Assalamu alaikum Wa Rahmatullahi Wabarakatuhu.
Salam hormat untuk Pak Ustadz dan segenap para pengurus NU di Kabupaten Berau. Perkenalkan nama Saya Wahyuni dari Majelis Taklim Nurul Ilmi Perum BEL Sambaliung. Mumpung momentnya sangat tepat yaitu Bulan Maulid Nabi SAW Saya mau tanya Ustadz seputar dalil berdiri ketika membaca Shalawat Nabi atau yang umumnya dikenal dengan mahallul Qiyam. Mohon maaf sebenarnya Saya bukan ragu, hanya ingin memastikan apakah ini ada tuntunan Al-Qur’an atau As-sunnah atau memang ada dalil dari pendapat ulama tentang hal ini. Semoga pertanyaan ini tidak mengurangi rasa cinta Saya kepada Baginda Nabi SAW dan semoga kita semua mendapatkan Syafa’atnya Amin.
Assalamu
alaikum Wa Rahmatullahi Wabarakatuhu.
Terima
kasih atas pertanyaannya Ibu Wahyuni, semoga Allah SWT senantiasa menjaga dan
menguatkan cinta kepada Rasulullah SAW dengan harapan kelak kita semua
mendapatkan syafaatnya. Amin.
Ibu
Wahyuni, mengenai pertanyaan apakah berdiri saat “mahallul qiyam”
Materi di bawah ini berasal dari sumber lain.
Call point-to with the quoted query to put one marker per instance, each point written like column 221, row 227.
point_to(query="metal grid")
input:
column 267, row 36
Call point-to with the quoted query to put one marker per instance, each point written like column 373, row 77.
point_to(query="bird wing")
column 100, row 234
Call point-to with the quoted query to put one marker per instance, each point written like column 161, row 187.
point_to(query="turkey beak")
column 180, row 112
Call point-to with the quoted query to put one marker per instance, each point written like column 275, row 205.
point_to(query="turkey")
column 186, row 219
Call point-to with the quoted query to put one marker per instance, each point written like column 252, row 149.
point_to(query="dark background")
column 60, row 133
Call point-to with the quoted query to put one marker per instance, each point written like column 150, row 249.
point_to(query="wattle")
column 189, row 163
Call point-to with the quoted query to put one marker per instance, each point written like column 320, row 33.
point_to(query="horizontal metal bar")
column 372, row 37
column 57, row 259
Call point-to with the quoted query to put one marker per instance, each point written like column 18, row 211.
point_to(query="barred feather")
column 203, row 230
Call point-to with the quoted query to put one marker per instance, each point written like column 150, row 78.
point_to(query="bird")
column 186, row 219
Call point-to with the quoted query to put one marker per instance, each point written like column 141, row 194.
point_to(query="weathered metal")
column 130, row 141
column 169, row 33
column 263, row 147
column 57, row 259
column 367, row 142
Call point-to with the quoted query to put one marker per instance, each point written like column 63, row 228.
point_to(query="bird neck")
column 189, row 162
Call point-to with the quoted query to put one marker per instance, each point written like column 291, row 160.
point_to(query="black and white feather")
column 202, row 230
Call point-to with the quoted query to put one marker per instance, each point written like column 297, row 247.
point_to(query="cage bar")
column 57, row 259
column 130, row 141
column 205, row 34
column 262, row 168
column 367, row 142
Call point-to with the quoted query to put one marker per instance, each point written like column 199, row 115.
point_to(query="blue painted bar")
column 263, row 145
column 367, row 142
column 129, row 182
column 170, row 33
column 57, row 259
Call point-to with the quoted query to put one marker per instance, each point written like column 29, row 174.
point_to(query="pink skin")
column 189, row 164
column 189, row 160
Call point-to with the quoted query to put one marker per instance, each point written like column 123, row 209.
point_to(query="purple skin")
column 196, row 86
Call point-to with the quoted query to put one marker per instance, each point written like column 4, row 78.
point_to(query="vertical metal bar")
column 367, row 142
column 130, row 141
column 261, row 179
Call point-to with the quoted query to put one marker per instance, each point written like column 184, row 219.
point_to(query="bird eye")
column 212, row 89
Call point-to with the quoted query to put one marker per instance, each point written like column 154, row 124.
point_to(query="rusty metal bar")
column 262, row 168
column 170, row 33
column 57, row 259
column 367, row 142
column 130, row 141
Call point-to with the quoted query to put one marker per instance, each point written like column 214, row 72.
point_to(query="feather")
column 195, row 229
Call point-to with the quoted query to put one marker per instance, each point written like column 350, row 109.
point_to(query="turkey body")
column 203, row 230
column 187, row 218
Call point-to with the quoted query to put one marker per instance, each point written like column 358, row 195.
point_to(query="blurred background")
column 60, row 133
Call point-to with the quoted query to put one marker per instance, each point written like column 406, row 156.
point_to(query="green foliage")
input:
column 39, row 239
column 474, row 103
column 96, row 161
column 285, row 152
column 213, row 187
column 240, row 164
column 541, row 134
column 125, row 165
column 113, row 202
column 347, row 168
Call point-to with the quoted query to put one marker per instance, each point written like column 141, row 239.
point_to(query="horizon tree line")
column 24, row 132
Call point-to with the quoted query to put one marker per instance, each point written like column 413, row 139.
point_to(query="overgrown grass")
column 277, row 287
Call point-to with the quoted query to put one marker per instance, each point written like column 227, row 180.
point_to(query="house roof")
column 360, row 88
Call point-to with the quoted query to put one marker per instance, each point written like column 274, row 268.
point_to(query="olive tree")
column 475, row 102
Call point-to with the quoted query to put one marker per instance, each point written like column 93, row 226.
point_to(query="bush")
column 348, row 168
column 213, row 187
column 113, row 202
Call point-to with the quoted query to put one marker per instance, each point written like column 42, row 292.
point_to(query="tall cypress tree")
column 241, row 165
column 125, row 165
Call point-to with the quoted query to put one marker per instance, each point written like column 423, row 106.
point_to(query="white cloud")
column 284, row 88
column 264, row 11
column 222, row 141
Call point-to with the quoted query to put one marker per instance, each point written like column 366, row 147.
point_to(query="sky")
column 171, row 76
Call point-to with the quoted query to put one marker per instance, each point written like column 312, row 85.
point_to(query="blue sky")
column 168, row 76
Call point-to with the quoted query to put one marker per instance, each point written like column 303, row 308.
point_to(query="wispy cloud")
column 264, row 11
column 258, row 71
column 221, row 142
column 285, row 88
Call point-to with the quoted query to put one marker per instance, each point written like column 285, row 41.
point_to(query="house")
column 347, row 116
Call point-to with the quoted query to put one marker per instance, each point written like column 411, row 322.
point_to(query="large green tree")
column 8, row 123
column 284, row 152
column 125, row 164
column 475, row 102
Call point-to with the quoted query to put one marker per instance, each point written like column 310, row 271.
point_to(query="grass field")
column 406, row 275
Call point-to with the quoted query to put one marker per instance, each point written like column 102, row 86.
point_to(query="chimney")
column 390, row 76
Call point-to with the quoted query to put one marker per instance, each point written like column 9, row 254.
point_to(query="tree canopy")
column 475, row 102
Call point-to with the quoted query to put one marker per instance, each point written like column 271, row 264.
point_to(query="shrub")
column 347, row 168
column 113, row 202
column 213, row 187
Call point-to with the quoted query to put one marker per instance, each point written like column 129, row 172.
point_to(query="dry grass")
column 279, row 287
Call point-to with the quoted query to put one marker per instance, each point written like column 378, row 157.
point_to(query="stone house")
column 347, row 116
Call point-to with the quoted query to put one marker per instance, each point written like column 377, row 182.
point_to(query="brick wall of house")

itu ada tuntunan langsung dari Al-Qur’an atau Hadis atau hanya sekedar teradisi
yang diajarkan oleh para ulama?
Maka
sebagaimana kami ketahui dari berbagai penjelasan kitab-kitab mu’tabarah yang
ditulis oleh para ulama ahli sunnah wal jama’ah bahwa memang tidak ada tuntunan
secara khusus baik dalam Al-Qur’an maupun hadis. Al-Qur’an hanya memberi mengisyaratkan
bahwa hendaknya kita semua merasa gembira atas karunia dan Rahmat yang telah
Allah SWT berikan kepada kita semua:
قُلْ بِفَضْلِ اللّهِ
وَبِرَحْمَتِهِ فَبِذَلِكَ فَلْيَفْرَحُواْ هُوَ خَيْرٌ مِّمَّا يَجْمَعُونَ
Artinya: “Katakanlah :
“Dengan karunia Allah dan rahmat-Nya, hendaklah dengan itu mereka bergembira”.
(Q.S. Yunus: 58)
Dalam Kitab Ad-Darr Al-Mantsur yang ditulis oleh Imam As-Suyuti
terdapat sebuah hadis yang diriwayatkan dari Ibnu Abbas bahwa yang dimaksud “بفضل
الله” adalah ilmu
sedangkan maksud وبرحمته adalah Nabi Muhammad SAW.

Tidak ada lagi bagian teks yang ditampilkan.